We have done some research and found out that this search engine phenomenon is called “everflux.” Apparently, it’s been driving SEOs and webmasters crazy since 2002.
It’s Google's constant desire and efforts to keep their search as relevant as possible, especially these days, as Bing is challenging Google SERPs relevance.
In reality, there are two Googles: Google Senior and Google Junior. Senior calculates PR Rank and indexes pages on a monthly basis. Junior is looking for the new stuff only. When Junior comes across a page which content hasn’t been updated in a while, it just moves on. At the end of the indexing process Senior and Junior compare the results. In order to make sure some of the newer stuff is seen, the content Junior knows about is pushed to the top of the results. This is the reason why new site might show up towards the top soon after it’s up. While Senor continues his long update cycle, Junior adds new sites between the updates and guesses the PR. When Senior finally gets to it and does the PR calculation the new site will be given a real PR, which usually is less than the temporary PR.

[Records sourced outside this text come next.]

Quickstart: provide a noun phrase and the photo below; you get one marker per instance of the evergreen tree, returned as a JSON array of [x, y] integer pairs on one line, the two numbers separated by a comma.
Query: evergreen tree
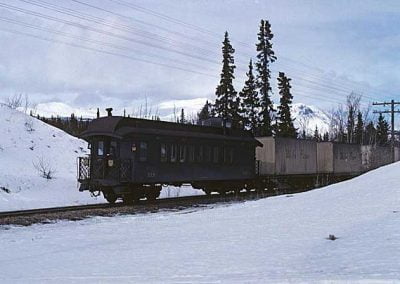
[[370, 134], [359, 130], [265, 57], [285, 125], [350, 125], [250, 102], [227, 103], [182, 118], [382, 131], [317, 136], [303, 134], [205, 112]]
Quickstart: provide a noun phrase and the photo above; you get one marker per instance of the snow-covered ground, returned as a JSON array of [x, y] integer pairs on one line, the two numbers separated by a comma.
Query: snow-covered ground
[[25, 142], [279, 239]]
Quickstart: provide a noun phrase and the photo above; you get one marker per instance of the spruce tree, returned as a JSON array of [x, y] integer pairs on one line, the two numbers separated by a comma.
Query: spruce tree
[[205, 112], [265, 57], [382, 131], [250, 102], [350, 125], [370, 134], [182, 118], [285, 125], [359, 130], [226, 103], [317, 136]]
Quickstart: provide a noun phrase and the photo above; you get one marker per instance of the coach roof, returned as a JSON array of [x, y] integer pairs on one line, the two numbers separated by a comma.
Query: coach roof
[[119, 127]]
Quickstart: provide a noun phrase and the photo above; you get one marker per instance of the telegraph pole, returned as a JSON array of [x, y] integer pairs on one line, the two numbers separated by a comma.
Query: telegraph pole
[[392, 111]]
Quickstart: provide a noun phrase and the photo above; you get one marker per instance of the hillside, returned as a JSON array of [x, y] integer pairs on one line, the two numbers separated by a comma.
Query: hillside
[[25, 144], [274, 240]]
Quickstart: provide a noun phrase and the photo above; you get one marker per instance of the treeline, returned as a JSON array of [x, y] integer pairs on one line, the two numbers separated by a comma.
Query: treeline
[[253, 109]]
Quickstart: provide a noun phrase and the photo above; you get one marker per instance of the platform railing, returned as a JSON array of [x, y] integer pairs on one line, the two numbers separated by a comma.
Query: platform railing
[[104, 168]]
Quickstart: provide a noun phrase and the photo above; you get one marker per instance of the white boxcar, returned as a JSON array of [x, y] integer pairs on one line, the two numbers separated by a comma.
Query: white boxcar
[[396, 154], [286, 156], [375, 156], [347, 158]]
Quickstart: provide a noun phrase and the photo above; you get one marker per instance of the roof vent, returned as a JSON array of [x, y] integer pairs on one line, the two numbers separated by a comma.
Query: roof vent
[[109, 111]]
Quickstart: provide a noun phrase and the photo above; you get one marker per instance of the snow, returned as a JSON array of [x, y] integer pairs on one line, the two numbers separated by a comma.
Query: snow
[[306, 117], [22, 149], [273, 240], [24, 141], [309, 117]]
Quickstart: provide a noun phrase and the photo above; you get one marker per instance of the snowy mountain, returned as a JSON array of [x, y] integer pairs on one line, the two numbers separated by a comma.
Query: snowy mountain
[[309, 117], [306, 116], [27, 146], [283, 239]]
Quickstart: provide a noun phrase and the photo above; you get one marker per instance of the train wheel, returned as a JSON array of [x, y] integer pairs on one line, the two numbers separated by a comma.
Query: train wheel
[[110, 196], [153, 193], [128, 199]]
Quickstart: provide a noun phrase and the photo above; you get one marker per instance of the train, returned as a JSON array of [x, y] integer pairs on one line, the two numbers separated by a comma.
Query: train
[[132, 158]]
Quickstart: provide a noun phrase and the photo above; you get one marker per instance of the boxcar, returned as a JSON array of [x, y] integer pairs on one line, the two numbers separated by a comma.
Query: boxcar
[[376, 156], [286, 156], [132, 158], [339, 158]]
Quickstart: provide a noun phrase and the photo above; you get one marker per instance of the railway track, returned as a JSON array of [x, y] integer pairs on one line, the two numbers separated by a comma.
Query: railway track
[[74, 213]]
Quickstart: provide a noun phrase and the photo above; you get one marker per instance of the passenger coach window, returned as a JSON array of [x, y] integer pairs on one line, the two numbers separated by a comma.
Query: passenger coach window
[[173, 153], [182, 153], [200, 154], [113, 148], [163, 153], [208, 154], [230, 155], [191, 153], [215, 154], [100, 149], [143, 152]]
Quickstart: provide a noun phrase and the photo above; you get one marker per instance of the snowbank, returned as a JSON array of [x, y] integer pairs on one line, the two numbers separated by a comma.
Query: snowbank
[[25, 142], [279, 239]]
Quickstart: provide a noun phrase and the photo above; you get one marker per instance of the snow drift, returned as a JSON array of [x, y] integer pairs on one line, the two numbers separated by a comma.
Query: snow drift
[[27, 146], [279, 239]]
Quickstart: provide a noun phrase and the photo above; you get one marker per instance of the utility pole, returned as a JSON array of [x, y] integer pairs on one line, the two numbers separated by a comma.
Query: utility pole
[[392, 111]]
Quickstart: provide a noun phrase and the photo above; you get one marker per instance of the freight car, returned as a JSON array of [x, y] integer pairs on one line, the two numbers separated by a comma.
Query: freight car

Here’s what Google has to say about “everflux”:
“If your site is new, or hasn't shown up in Google for long, it may because our "fresh crawl" (which runs each day) was finding your site instead of our main crawl (which runs about once a month). Our "fresh crawl" is a newer feature, and we're still experimenting with which pages to crawl, how deeply to crawl, etc. We even reserve the right to (gasp!) not do a fresh crawl on some days because we're doing tests or reviewing new code. Someone wrote in recently and said "my site got in Google three weeks ago, and you've dropped me four times!" Nope, it's just that we don't always crawl the same pages in our fresh crawl, and we don't always crawl to the same depth. As we do a full crawl of the web, we find most of the sites from our fresh crawl and put them in our regular index. My advice on our fresh crawl is to view it as a nice "bonus" on top of Google's deep index. Users can always search our full index, but sometimes we can serve up even fresher pages as an extra nicety.”

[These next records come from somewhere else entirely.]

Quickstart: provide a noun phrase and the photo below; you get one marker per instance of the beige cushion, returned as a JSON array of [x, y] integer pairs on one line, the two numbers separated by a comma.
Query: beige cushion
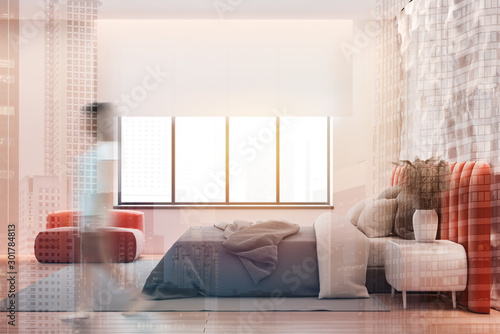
[[355, 211], [403, 222], [377, 219]]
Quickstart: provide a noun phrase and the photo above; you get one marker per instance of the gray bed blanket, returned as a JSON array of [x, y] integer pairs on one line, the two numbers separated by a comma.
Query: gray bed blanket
[[256, 244]]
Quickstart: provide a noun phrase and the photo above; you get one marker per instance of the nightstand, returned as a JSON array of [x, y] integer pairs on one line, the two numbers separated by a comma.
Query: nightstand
[[440, 265]]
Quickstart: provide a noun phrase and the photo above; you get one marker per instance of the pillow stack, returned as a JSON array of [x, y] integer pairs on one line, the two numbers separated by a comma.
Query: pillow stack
[[376, 218]]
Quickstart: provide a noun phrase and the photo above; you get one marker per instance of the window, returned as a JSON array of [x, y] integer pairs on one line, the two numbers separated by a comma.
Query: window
[[225, 161]]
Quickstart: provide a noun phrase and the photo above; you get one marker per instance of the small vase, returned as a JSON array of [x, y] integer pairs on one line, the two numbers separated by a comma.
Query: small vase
[[425, 224]]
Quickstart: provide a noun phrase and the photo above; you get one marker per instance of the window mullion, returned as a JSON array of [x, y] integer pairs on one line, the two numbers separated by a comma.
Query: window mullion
[[173, 160], [277, 160], [227, 160]]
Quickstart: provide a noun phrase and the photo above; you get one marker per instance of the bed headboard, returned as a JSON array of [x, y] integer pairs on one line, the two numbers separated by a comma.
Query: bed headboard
[[465, 218]]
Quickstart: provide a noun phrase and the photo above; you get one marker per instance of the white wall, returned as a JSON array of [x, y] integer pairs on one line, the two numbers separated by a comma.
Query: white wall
[[351, 150]]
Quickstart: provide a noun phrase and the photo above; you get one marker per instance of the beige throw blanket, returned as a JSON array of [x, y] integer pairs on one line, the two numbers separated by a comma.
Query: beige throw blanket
[[256, 244]]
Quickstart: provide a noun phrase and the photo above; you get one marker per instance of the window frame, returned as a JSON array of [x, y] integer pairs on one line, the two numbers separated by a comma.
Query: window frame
[[228, 204]]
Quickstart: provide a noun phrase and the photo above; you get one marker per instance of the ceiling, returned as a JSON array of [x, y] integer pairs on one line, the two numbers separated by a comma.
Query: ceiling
[[223, 9]]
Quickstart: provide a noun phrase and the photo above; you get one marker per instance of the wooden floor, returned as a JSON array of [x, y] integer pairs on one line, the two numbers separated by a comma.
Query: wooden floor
[[425, 314]]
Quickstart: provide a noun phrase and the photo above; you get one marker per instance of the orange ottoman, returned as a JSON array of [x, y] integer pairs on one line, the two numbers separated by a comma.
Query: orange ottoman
[[65, 242]]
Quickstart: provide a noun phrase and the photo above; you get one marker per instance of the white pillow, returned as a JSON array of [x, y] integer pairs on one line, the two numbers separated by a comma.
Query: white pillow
[[342, 252], [377, 219], [355, 211]]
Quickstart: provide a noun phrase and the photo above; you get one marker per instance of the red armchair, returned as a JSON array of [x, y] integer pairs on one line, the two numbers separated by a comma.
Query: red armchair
[[122, 240]]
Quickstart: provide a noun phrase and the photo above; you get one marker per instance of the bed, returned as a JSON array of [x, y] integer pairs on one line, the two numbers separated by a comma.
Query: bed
[[198, 262]]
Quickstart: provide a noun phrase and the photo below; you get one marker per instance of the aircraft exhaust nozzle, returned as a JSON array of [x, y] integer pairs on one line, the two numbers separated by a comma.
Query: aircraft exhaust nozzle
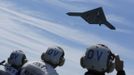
[[74, 14]]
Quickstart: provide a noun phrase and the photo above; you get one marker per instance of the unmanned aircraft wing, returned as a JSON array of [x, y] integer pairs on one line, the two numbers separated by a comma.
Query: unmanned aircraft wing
[[95, 16], [110, 25]]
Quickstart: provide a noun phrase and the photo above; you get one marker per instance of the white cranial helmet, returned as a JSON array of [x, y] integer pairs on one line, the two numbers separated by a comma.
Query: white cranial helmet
[[54, 56], [98, 58], [17, 58]]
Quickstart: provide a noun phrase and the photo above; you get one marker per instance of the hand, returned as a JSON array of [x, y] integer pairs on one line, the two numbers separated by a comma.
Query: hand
[[118, 63]]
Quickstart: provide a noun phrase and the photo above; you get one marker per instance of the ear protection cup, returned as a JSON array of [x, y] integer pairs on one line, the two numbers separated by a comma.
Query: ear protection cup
[[44, 57], [111, 64], [110, 67], [62, 61], [23, 61], [82, 61]]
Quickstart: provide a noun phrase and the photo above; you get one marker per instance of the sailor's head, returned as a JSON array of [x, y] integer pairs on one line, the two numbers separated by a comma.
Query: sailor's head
[[54, 56], [98, 58], [17, 59]]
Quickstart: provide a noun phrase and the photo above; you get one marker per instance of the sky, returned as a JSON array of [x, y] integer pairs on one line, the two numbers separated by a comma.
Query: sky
[[34, 25]]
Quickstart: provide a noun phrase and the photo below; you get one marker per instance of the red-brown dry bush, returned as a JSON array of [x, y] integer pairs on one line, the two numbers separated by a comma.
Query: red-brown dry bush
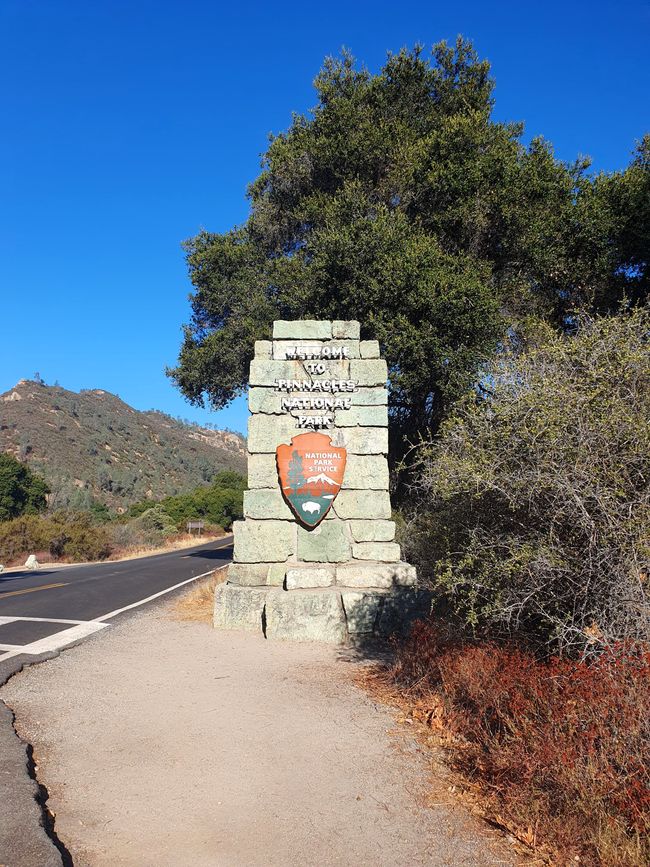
[[561, 748]]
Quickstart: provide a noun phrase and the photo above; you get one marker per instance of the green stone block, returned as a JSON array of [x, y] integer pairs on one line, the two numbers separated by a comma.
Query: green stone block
[[327, 543]]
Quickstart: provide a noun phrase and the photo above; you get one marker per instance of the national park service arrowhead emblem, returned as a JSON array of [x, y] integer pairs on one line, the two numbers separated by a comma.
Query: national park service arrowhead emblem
[[311, 474]]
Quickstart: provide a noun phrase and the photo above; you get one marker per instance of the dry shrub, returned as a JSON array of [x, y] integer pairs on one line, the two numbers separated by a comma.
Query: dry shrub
[[65, 535], [534, 504], [197, 603], [559, 749]]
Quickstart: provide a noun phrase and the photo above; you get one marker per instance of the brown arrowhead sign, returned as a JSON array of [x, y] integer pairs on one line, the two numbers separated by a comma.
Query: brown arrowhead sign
[[311, 474]]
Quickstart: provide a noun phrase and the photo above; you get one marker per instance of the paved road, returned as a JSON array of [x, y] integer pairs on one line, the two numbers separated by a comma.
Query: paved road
[[42, 611]]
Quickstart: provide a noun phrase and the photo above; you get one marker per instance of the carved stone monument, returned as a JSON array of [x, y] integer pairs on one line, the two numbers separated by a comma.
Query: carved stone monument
[[315, 556]]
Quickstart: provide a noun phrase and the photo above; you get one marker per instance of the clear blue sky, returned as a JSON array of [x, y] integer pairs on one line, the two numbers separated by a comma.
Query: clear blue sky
[[126, 127]]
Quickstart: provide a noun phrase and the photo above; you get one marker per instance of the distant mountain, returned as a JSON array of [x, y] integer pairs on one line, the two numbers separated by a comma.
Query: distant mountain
[[322, 479], [93, 446]]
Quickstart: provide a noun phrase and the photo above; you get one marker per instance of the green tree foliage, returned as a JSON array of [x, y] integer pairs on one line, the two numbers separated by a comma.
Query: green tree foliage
[[62, 534], [219, 503], [399, 202], [535, 502], [295, 476], [21, 491]]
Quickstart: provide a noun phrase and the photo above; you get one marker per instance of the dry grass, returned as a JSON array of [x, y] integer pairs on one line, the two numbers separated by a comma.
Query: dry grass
[[197, 603], [554, 752]]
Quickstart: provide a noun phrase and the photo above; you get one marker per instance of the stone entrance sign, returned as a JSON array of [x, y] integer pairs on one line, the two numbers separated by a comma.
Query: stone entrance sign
[[315, 556]]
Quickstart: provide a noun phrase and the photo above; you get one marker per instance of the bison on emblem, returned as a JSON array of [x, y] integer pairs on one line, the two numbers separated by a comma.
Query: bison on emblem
[[311, 474]]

If your site pages (or certain keywords) suddenly disappear from Google SERP, check if your PR Ranked changed as well. This typically happens when you add new page(s) to your site.
As you check your analytics reports, you can begin to see traffic jumps up for certain search terms on certain days - everflux in action. For example, if you create a page or a blog entry about a new album which is coming out, Junior crawls your site and makes note of it.
Because of its relevance in time (sort results by PR rank and date), your new page climbs to the top of the SERPs for a few days. Eventually, though, the story slips off your homepage and is replaced by another story about another album which is soon noted by Junior. Meanwhile, the long-standing sites regarding that particular album regain their top positions in the SERPs.
While it’s frustrating, there’s no real reason to panic if your pages (or some of your pages) are not in the SERPs. The ranking will come back around providing you use good SEO practices. In a mean time, continue to optimize your site for the search engines by perfecting your code, content, and by building quality back links to your website.